Sure, Mike. I think as I mentioned before a number of times, the maturing profile of our bonds is at a spread to one-month LIBOR or significantly below where new issuance would be today. So if you go back pre-June 2007, the market was very robust; so yes, replacement costs are higher. We are replacing with deposit programs and our deposit programs, as I’ve said many times, have tremendous liability liquidity. We are out two, three, and four years, so we are way off the curve and so in that regard, you’re moving from floating to fixed as we reposition the portfolio for what we believe to be, over time, the next major move the Fed is going to take.
So yes, the replacement cost is higher and we would expect that as the portfolio turns that replacement cost over the next two to three years will find its way into our net interest margin. But it’s not significant enough to make much of a debt in any one given quarter.
The second question you had Mike?
Mike Taiano - Sandler O’Neill
The Fed rate cuts and the potential offset that could have.
I think what we need to see is inter-bank lending move more in lockstep with Fed targets.
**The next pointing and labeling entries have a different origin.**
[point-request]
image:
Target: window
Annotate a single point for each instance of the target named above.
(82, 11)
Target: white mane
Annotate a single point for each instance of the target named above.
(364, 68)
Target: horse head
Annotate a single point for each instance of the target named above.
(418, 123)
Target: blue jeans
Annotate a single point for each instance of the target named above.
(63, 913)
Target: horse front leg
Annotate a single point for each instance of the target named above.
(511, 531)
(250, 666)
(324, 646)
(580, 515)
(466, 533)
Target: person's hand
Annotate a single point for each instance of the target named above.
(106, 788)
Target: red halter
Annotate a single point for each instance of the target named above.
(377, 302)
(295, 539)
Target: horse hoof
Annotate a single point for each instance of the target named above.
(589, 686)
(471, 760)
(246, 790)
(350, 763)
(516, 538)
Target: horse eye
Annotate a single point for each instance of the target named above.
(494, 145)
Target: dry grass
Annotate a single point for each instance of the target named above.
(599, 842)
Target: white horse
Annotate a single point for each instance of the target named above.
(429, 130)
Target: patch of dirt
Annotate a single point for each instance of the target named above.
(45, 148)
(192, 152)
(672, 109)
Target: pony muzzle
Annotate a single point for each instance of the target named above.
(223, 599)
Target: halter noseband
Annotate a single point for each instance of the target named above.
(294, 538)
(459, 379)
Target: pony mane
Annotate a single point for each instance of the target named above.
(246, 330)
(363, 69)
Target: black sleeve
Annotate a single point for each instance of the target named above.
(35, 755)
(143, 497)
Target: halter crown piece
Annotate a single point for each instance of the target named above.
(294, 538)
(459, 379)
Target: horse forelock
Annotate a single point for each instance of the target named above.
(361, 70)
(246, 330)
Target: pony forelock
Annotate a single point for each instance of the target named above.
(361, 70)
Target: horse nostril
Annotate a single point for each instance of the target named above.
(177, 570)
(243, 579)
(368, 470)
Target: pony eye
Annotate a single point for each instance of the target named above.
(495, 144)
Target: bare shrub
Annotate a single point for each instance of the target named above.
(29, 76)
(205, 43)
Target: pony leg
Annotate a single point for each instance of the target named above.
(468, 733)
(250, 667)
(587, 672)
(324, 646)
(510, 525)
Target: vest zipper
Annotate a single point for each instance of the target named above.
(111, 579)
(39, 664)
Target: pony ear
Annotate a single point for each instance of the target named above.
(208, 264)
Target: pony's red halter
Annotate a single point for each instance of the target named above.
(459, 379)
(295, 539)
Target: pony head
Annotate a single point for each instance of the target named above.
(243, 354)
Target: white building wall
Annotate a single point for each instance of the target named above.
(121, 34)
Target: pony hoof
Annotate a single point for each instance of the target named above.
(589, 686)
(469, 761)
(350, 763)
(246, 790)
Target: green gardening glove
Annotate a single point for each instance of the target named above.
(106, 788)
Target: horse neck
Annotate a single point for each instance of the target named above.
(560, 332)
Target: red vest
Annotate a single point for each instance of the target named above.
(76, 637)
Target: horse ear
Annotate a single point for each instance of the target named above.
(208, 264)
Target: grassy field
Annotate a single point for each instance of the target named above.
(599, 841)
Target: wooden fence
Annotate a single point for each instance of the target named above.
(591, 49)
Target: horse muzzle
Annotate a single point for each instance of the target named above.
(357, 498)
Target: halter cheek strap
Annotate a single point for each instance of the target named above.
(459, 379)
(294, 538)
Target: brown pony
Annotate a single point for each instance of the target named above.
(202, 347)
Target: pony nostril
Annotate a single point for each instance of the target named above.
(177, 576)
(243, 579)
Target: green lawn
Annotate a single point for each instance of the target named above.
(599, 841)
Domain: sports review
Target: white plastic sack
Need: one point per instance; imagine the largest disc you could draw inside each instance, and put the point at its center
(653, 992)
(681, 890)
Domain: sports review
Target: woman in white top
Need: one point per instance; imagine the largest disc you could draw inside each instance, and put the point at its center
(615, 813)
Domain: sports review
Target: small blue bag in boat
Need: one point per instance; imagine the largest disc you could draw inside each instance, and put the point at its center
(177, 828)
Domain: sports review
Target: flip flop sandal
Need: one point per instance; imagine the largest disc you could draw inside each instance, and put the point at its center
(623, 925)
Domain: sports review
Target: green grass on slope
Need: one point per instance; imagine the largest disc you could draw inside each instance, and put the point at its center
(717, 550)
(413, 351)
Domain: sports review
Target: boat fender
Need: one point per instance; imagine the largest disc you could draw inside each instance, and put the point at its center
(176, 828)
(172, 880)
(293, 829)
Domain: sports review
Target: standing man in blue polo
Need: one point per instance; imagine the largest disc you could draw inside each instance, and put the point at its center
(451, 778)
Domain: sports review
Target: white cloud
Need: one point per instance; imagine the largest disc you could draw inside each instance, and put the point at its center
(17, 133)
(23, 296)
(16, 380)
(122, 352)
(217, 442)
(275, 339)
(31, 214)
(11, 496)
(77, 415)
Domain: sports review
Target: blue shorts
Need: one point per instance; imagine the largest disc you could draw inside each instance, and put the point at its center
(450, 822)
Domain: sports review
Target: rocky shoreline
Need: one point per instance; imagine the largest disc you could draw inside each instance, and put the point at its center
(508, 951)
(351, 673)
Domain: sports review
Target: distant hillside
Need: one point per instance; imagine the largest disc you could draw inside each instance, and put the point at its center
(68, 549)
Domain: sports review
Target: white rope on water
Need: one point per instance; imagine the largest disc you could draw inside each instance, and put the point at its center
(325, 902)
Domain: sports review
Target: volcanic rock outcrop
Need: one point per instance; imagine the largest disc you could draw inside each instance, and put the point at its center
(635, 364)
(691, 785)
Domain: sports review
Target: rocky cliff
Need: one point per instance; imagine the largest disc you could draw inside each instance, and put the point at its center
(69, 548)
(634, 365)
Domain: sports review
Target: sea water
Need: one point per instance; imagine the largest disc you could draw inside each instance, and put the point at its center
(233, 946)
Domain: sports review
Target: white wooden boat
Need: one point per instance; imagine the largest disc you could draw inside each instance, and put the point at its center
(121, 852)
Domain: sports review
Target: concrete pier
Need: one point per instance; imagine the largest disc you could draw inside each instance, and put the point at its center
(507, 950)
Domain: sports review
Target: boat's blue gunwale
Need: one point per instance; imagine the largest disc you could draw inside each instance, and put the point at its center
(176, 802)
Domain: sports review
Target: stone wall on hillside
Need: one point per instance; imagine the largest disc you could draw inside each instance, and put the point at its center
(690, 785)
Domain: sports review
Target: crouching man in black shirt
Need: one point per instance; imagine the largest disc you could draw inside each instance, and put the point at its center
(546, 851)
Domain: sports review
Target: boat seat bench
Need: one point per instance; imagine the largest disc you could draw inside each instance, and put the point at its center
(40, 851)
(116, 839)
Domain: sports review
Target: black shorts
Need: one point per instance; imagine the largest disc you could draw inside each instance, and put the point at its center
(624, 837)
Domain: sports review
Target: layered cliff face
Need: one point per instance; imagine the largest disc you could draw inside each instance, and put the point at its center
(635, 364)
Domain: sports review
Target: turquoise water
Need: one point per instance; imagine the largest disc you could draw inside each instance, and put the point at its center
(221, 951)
Clearly since September 15 that has not been the case. Very good signs, obviously. I had mentioned that yesterday LIBOR posted at 322; three weeks ago it was 459 for October resets so tremendous movement is being made in banks loosening up their inter-bank lending. That is facilitating a lower interest cost for us and the rest of the industry that posts off of that.
I think what’s more important now is where LIBOR goes as opposed to where the Fed resets go.
Your next question comes from the line of Dan Arlow - Omega.
Dan Arlow - Omega
Are you seeing any other opportunities out there at this point along the lines of Diners Club? Thanks.
We are making a lot of progress, communicating with our franchisees and mapping out our strategy, Dan. I think it would be premature for me to open that up here, but clearly by the fourth quarter conference call we should have more color for you.
Your next question comes from the line of Noel Levy - Tyndall.
Noel Levy – Tyndall
Could you explain in a little more detail the schedule A with the quarterly payments next year? You have a percentage of Discover Financial Services volume target which looks like 5% for the first three quarters and then 21% for the final period; which is only, it looks like 21 days. I don’t quite understand why it changes so much in that last period?
The performance target that we need to meet is 5% of Discover Financial Services volume. That’s defined within the agreement that’s also filed as an exhibit to the 8-K, but as a proxy you might just use the total volume off the statistical supplement we provide you each quarter. In the third quarter that was just over $60 billion.
So 5% of that target, subject to the maximum payout that’s contained within that schedule is the performance criteria and the maximum amount. Since the fourth period is a 21-day performance period rather than a 90-day performance period, the performance target is adjusted and it’s the same relationship if you gross that up to 90 days, you will get basically the same target.
It’s only higher because there is a different duration of the performance period.
There was a mention somewhere that Morgan Stanley paid to MasterCard I believe $35 million. Could you comment on why that occurred and what that involved?
I have no knowledge of what that’s about.
You have no more questions. I would now like to turn the call over to Mr. Craig Streem for closing remarks.
I want to thank you all for your participation and your interest, and as always, any follow-up questions please come back to me and we will do our best to get them covered. Have a good day.